Afrik.com : Envie d’exporter le concept à l’extérieur du Togo ? Et si oui, à quels pays pensez-vous déjà ?
Elom20ce : On pense déjà au pays voisin le Ghana, parce que c’est suite à la publicité faite sur le net que nous avons constatés qu’ils ont été les premiers à être accrochés par le concept. D’ailleurs, nous recevrons la visite d’un label ghanéen à nos côtés demain pour le chapitre 4. Et les gens en redemandent. Les messages que nous recevons sur Internet, lors des émissions de radio et de télévision, et le bouche à oreille qui se fait de Lomé sont très positifs. Nous voulons cependant améliorer certains aspects et nous allons nous y atteler dès cette quatrième édition. A savoir avoir une meilleure organisation matérielle, surtout au niveau de la sonorisation et de l’éclairage de la scène. Nous souhaitons aussi plus d’adhésion populaire. Et intéresser les visiteurs au débat de la même manière qu’ils peuvent l’être par le show.
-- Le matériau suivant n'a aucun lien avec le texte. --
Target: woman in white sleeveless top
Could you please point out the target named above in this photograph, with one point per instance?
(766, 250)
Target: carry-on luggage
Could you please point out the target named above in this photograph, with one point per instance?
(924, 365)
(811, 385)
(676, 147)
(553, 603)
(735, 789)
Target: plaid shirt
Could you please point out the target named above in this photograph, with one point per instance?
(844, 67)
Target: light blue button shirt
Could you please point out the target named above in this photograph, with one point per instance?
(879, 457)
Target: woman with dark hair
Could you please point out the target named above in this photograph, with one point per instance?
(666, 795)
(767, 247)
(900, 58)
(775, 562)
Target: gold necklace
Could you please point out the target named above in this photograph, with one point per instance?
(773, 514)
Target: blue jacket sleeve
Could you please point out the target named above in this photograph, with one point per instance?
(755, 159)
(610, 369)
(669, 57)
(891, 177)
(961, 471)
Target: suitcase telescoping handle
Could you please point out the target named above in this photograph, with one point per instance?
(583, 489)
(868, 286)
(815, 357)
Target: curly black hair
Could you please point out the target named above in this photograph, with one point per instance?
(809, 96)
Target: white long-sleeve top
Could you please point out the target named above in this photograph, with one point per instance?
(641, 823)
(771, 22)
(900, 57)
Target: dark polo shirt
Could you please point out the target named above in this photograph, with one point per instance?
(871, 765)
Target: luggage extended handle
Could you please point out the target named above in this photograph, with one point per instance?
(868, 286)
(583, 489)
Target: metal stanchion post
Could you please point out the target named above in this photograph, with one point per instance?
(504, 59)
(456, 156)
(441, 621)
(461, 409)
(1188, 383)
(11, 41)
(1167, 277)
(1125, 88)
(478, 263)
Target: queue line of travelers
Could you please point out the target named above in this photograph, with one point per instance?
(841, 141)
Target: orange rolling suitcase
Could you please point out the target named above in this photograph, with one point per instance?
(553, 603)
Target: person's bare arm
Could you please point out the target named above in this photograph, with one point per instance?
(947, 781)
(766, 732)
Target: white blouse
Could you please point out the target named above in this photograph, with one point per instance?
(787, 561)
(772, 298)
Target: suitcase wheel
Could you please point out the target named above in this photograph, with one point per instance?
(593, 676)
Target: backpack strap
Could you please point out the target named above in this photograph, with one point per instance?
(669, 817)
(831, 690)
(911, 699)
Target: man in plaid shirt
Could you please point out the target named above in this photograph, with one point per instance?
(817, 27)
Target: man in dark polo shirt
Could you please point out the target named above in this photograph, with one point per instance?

Afrik.com : Qui finance Arctivism ? Une aide de l’Etat est-elle envisageable ?
Elom20ce : Arctivism est le fruit d’un auto-financement et de l’aide de bonnes volontés. Par exemple, ceux qui nous mettent à disposition leur centre culturel ou leur bar gratuitement est une aide non négligeable et je les en remercie. Pour l’aide de l’état, nous y réfléchissons, car on tient aussi à notre indépendance.
Afrik.com : Vous parlez d’indépendance. Justement, comment choisissez-vous les artistes qui vous entourent lors des Arctivism et dont dépend la bonne réussite du show ?
Elom20ce : Ce sont ceux qui, à travers leurs arts, font passer des messages conscients et engagés. Et qui, dans leurs manières de vivre, forcent le respect et donnent envie à la jeune génération de croire à notre message. Il ne faut pas qu’il y est déphasage entre le message de l’art et le comportement citoyen de l’artiste lui-même.
Afrik.com : Comptez-vous arrêtez Arctivism un jour ? Et que ferez-vous alors ?
Elom20ce : On ne compte pas arrêter Arctivism. L’un de mes grands rêves c’est d’expliquer les fondements et la nécessité d’une véritable unité africaine par le biais d’une caravane qui circulerait à travers toute l’Afrique. A l’étape actuelle, notre concept n’est encore qu’à sa phase embryonnaire.